Soudain, la porte s’ouvrit dans un fracas, laissant l’air frais entrer.

- Dis donc Ruby, tu en as bientôt fini avec lui ?
- Oui oui Opale, mais je t’avais bien dit de ne pas redescendre ici ce soir !
- Je sais, mais l’armurier vient d’avoir une grosse commande et il a besoin des pièces. Alors dépêche-toi de finir ! et le chien voulait venir te rejoindre aussi …
- Parfait, ça tombe bien, je vais avoir un petit cadeau pour lui. Et tu peux dire à l’armurier qu’il aura ses pièces demain, mais qu’il ne reste pas dans la ruelle, l’odeur va être forte. Maintenant, sors et laisse-moi finir.

Dans un demi-tour sur elle-même, parfaitement exécuté, Opale glissa doucement vers la porte, laissant derrière elle une douce odeur de miel et de cannelle.

- Tu as entendu ? nous avons du travail, il faut qu’on s’y mette !
Le chien avait rejoint Ruby, et après lui avoir léché les pieds, il s’était assis dans un coin, posant son regard calculateur sur Gabriel.

Pendant la conversation avec sa sœur, Ruby n’avait pas lâché les pinces rougies.

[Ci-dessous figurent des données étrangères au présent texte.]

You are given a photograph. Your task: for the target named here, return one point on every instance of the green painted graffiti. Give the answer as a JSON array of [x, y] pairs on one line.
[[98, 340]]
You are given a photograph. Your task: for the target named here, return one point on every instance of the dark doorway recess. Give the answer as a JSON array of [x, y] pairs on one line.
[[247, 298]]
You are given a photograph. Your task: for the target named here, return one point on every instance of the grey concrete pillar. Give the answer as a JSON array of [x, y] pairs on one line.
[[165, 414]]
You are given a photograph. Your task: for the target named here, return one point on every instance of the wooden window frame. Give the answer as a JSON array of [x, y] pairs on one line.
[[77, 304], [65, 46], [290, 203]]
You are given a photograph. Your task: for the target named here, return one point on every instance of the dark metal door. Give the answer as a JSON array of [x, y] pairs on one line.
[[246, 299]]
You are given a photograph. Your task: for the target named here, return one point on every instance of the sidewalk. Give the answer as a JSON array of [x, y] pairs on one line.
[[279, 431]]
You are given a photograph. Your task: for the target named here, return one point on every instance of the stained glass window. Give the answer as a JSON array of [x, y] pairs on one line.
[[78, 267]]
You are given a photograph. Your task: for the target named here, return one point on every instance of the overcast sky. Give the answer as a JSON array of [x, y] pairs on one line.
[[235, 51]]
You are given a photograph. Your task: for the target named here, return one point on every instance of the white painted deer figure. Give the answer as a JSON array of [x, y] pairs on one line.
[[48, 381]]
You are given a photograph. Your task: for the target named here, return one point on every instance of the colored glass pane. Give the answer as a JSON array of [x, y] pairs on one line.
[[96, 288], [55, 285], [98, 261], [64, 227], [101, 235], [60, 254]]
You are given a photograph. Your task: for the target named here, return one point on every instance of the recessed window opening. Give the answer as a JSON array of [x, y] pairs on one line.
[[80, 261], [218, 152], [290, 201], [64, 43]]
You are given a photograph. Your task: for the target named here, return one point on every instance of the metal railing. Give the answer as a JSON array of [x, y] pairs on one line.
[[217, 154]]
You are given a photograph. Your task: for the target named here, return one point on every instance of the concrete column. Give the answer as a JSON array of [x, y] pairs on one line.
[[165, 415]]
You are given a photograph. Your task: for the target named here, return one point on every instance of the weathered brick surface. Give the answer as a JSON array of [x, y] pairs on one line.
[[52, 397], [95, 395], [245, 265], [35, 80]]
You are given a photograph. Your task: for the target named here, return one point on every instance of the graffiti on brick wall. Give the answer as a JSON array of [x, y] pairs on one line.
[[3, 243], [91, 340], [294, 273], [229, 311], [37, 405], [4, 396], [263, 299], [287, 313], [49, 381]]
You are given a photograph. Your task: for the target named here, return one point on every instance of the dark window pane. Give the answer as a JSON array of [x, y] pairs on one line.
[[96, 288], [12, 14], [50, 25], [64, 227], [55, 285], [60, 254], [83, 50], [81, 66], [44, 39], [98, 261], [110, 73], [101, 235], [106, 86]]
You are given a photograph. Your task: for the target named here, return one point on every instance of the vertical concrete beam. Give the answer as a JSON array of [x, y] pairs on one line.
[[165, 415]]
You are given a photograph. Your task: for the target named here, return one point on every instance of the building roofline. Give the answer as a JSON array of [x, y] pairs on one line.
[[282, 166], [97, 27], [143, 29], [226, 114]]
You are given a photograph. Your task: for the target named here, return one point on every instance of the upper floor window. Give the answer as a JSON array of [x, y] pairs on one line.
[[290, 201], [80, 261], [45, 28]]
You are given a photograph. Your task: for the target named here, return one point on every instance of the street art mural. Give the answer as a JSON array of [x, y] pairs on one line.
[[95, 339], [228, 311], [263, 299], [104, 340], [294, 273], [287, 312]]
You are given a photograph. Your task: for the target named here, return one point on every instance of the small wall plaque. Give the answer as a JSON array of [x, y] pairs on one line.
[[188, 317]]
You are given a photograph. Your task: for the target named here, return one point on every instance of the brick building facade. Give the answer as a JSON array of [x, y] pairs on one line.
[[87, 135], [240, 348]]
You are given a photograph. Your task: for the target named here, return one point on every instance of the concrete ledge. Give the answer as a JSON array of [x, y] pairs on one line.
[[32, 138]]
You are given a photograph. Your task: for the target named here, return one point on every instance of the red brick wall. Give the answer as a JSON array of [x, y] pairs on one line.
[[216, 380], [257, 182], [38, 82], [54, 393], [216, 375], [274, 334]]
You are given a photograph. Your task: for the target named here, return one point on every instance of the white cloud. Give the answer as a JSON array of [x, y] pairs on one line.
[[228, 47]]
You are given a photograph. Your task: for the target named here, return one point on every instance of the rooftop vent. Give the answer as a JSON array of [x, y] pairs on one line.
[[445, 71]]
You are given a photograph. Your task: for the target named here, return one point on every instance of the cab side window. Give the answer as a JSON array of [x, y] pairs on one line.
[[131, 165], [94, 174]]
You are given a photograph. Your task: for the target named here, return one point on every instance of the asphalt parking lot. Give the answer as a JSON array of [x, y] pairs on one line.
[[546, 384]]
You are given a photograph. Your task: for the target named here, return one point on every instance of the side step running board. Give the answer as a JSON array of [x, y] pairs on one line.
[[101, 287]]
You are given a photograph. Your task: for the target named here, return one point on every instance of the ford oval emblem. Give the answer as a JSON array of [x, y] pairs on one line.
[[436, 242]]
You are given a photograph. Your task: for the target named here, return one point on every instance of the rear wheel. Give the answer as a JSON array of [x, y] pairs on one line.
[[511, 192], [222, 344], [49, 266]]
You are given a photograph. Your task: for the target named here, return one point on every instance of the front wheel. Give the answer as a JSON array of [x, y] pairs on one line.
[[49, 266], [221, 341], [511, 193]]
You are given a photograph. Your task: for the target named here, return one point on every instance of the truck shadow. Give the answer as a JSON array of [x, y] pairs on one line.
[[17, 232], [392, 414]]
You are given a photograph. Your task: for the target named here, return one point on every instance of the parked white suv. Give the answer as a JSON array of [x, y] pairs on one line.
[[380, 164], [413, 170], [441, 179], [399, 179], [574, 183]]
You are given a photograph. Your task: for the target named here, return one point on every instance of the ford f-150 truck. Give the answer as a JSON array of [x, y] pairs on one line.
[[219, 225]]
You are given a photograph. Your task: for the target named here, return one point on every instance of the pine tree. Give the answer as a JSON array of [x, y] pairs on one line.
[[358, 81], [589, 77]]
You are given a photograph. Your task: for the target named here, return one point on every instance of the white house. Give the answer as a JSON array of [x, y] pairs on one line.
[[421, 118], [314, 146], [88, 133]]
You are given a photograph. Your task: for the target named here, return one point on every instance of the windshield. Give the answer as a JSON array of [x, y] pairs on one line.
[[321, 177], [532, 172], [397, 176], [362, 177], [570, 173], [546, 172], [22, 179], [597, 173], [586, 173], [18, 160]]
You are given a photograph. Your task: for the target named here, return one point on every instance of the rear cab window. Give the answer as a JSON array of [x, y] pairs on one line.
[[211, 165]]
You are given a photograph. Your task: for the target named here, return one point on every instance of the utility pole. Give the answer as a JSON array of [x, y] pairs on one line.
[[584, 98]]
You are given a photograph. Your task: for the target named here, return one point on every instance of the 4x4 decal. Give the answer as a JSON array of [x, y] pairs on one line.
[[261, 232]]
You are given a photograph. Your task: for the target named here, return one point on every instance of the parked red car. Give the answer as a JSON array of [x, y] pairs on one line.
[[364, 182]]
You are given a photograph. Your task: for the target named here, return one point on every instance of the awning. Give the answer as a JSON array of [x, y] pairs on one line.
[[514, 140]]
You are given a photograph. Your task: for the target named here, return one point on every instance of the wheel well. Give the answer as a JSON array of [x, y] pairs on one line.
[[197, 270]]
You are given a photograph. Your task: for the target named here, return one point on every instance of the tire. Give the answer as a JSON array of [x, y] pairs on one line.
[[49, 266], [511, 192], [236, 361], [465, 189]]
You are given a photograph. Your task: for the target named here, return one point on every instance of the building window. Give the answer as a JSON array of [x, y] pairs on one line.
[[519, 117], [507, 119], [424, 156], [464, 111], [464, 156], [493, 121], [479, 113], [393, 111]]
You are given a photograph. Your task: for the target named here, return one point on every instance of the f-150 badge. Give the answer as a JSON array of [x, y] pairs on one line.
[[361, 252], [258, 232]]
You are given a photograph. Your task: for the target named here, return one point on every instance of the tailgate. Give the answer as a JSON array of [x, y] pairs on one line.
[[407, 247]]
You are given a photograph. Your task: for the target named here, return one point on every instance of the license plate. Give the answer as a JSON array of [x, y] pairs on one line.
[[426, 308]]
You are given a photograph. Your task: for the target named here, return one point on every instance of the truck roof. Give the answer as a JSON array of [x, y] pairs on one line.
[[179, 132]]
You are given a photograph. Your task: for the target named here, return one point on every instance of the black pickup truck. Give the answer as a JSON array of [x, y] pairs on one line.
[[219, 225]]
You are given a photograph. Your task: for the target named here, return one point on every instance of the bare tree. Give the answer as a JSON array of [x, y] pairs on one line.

Aussi, sans aucune sommation, elle s’approcha de Gabriel pour lui poser les pinces sur les lèvres.
Dans un ultime cri de douleur, il ouvrit la bouche et Ruby en profita pour insérer les pinces, et tirer d’un coup sec le gros bout de chair sanglant, qu’elle jeta derrière elle pour faire le festin du chien.

Gabriel avait les yeux qui s’exorbitaient, ne parvenait plus à crier, le sang faisait un torrent de magma dans sa bouche….et il s’évanouit.

Ruby détacha calmement les chaines qui tenaient Gabriel, et pendant encore quelques heures, alterna la découpe des membres, et la fonte des métaux.
Elle avait juste mis un petit masque pour mieux respirer.

A une heure avancée de la nuit, la crypte était baignée de sang, et les pièces pour l’armurier refroidissaient dans les bacs d’eau.

La fonderie avait encore de beaux jours devant elle avec les deux sœurs Fromhell.